Quando um homem pensa que, além d'aquella riqueza, o Antonio Pataco tinha mais do que outro tanto em serviço na cosinha, e que tudo aquillo não é nada em comparação com o muito que nós sabemos que elle tem, haverá rapaz na aldeia que mereça a linda neta tão branquinha e tão rica, fechada provisoriamente n'aquella noite n'um dos quartos do sotam da casa?
O prior velho foi quem presidiu á festa como é de ver. Está cego de todo, coitado; mas, apezar d'isso e de andar algum tanto acabrunhado desde que não póde ler no missal, attendendo a ter sido quem os casára, lá se arrastou conforme pôde, e não foi talvez dos que menos se divertiram. Abordoado á grossa bengala de castãosinho de prata, amarellada pelo uso, tremendo na mão d'elle, assistiu a toda a festa, até de madrugada, sacudindo em ar de approvação a cabeça muito calva, onde apenas meia duzia de cabellos brancos muito compridos, esvoaçavam, tenuissimos, no ar agitado.
Até á meia noite não se fez outra coisa senão dançar e mais dançar.
O Bento não se cançou de tocar na guitarra, apresentando, como pretexto para não se mexer o tamanho do ventre, que vae tomando com a edade proporções medonhas. Alguns quizeram insinuar que eram as pernas que lhe começavam a enfraquecer, mas logo desarmou a intriga, atirando um pontapé, que acertou, como por acaso, nas canellas do mestre-escola.

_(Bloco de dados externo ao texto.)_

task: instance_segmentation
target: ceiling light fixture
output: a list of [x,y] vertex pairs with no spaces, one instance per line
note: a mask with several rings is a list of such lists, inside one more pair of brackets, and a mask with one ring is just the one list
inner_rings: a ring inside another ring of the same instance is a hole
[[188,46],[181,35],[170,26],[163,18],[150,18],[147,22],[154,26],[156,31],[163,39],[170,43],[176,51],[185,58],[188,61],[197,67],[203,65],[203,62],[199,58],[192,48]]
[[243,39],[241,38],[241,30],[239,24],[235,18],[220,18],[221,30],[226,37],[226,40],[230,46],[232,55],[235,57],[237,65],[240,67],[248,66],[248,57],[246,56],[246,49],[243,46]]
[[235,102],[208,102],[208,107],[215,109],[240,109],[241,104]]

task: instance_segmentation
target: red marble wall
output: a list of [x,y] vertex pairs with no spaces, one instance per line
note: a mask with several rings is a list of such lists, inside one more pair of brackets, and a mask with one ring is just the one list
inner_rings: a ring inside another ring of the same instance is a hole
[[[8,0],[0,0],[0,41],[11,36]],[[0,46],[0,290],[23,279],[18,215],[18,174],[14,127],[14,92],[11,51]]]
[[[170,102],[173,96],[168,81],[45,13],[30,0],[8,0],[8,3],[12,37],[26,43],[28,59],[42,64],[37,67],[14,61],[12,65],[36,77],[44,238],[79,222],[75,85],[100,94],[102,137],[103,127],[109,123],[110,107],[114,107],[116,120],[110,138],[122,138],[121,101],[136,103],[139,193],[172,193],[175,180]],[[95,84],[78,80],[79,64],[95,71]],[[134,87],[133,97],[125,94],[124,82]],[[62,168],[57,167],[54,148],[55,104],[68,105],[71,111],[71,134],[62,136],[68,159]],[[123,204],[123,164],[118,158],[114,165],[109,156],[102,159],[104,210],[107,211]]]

A pobre guitarra, velha tambem, rachada e fanhosa, não se lembrou senão de fandangos antigos, e era de vêr como aquelles bons velhos, talvez enganados pelo som d'aquellas cordas que os transportava cincoenta annos para traz, ouvindo aquella musica alegre, que lhes trazia recordações risonhas da mocidade, crearam novas forças e, cheios de animação, dançaram, no meio dos bravos, ligeiros como arveloas, sorrindo-se como se ainda se namorassem, como, havia meio seculo, se sorriam e namoravam.
Quem abriu o baile foi o padeiro, dançando com a mulher.

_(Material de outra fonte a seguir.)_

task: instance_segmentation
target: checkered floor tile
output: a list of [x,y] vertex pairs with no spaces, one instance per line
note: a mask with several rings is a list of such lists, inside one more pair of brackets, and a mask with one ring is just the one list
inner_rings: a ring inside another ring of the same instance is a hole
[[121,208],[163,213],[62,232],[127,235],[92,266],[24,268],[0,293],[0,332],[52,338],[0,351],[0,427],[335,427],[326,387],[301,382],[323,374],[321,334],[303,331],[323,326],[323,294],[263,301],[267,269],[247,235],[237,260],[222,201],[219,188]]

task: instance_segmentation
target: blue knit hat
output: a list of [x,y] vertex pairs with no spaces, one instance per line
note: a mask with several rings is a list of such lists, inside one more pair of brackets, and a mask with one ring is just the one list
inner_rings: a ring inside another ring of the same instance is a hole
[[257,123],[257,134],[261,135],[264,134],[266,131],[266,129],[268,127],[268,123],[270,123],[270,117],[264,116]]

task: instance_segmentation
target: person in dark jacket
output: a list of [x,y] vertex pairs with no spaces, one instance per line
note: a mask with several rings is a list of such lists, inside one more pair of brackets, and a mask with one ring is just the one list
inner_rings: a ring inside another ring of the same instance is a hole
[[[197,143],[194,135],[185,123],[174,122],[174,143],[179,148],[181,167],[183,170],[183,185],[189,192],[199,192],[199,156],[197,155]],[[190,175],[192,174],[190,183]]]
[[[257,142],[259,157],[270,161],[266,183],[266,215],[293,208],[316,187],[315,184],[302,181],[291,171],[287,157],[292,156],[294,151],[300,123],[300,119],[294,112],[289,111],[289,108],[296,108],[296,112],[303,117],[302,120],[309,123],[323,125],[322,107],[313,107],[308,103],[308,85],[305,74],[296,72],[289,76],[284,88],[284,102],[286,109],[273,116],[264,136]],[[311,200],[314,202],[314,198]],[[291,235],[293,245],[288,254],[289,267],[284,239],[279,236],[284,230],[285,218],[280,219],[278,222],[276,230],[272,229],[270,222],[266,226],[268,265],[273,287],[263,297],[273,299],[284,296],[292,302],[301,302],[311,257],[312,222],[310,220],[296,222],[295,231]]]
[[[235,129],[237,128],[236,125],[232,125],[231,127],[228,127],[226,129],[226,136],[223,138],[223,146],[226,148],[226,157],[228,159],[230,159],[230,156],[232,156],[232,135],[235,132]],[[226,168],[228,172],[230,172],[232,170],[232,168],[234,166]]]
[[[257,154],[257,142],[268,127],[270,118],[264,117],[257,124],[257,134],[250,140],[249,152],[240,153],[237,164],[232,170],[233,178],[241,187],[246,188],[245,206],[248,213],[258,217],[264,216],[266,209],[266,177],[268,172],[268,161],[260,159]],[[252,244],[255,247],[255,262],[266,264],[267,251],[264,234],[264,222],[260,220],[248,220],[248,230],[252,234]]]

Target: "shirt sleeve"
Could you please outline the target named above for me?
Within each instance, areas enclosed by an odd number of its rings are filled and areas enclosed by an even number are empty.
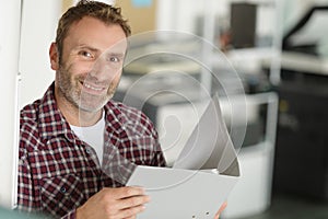
[[[69,211],[67,215],[61,217],[60,219],[75,219],[77,218],[77,209]]]

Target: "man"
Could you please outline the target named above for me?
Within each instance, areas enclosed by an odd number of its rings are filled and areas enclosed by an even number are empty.
[[[19,209],[57,218],[134,218],[150,198],[124,186],[138,164],[165,166],[141,112],[115,103],[130,26],[120,9],[80,1],[50,45],[55,82],[21,111]]]

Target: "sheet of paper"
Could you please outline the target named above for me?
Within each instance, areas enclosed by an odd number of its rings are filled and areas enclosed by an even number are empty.
[[[238,177],[237,157],[214,96],[174,168],[139,165],[127,185],[143,186],[151,197],[138,219],[203,219],[214,217]]]
[[[218,169],[224,173],[236,160],[234,146],[221,114],[219,96],[209,103],[173,168]]]

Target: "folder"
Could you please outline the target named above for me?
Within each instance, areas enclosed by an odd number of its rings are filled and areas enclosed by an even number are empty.
[[[214,95],[174,165],[138,165],[127,185],[143,186],[151,197],[138,219],[212,219],[239,176],[236,151]]]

– Ahi, rapaz! gritou-lhe o Bento.
Mas era lá preciso que o animassem! Com o seu bello calção de briche fino, o collete verde de botões de vidro, as boas polainas hespanholas, parecia ter voltado aos trinta annos, bem aprumado, de cabeça erguida, arqueando o peito, baloiçando os braços, fazendo estalar os dedos.

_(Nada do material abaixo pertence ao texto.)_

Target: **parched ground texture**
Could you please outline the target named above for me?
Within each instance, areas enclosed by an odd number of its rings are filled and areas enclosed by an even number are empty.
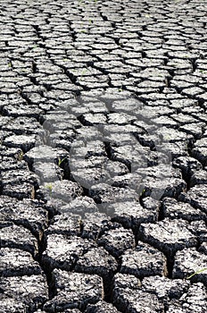
[[[0,312],[207,312],[207,1],[0,24]]]

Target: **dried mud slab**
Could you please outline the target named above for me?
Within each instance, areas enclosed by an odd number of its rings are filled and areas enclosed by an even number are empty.
[[[46,236],[46,249],[42,255],[42,262],[50,269],[72,269],[76,261],[90,248],[94,242],[76,236],[49,233]]]
[[[207,256],[198,252],[195,248],[184,249],[175,256],[175,264],[172,270],[173,278],[186,278],[194,273],[206,267]],[[193,282],[207,283],[207,271],[198,273],[191,280]]]
[[[138,242],[135,249],[125,250],[121,256],[120,273],[139,278],[166,275],[167,260],[164,255],[146,243]]]
[[[53,272],[56,295],[44,305],[46,312],[63,311],[66,309],[86,308],[104,297],[102,278],[96,275],[68,273],[60,269]]]
[[[104,232],[97,243],[114,258],[119,258],[126,250],[136,246],[132,231],[123,227]]]
[[[48,300],[48,287],[45,275],[3,277],[0,287],[5,300],[11,300],[12,303],[15,300],[21,301],[29,309],[39,308]]]
[[[111,303],[98,301],[96,304],[89,304],[87,307],[86,313],[119,313],[117,309]]]
[[[128,313],[164,312],[156,295],[140,290],[140,282],[130,275],[116,274],[112,301],[118,309]]]
[[[48,213],[43,203],[37,200],[16,199],[7,196],[0,198],[0,221],[3,224],[11,224],[28,228],[37,239],[41,240],[47,226]]]
[[[191,188],[186,193],[182,193],[180,200],[190,203],[193,207],[200,208],[207,213],[207,185],[196,185]]]
[[[42,274],[39,264],[27,251],[14,248],[2,248],[0,256],[1,276],[9,277]]]
[[[206,288],[202,283],[194,283],[179,300],[170,305],[168,313],[203,313],[207,309]]]
[[[1,248],[17,248],[30,252],[33,256],[38,253],[37,240],[31,233],[15,224],[5,225],[0,229]]]
[[[196,237],[187,230],[187,222],[165,218],[157,224],[142,224],[138,237],[153,247],[172,256],[186,247],[195,247]]]

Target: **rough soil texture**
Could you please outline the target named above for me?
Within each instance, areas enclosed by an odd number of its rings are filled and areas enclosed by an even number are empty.
[[[206,313],[206,0],[0,1],[0,313]]]

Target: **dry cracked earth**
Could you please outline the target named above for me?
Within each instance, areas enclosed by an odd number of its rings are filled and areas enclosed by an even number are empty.
[[[1,313],[207,312],[206,12],[0,1]]]

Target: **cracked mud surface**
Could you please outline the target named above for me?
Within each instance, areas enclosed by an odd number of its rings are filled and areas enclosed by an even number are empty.
[[[207,2],[0,1],[0,312],[205,313]]]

A mulher custou-lhe mais por causa do rheumatismo; mas, apezar de muito dobrada, lá se animou. Levando aquillo muito a serio, dançou perto d'um quarto de hora, diante do marido, que sapateava, tentando recordar as habilidades, que n'outros tempos o tornaram falado por todas aquellas aldeias.
E só a idéa d'aquella saiasinha amarella, remexendo-se, tremula, por toda a casa, perseguida por aquelle velho cheio de cabellos brancos e de rugas, fazia rir ás gargalhadas estrondosas o Prior, que não via nada e lançava o olhar incerto, ora para um lado, ora para o outro, n'um menear constante de cabeça.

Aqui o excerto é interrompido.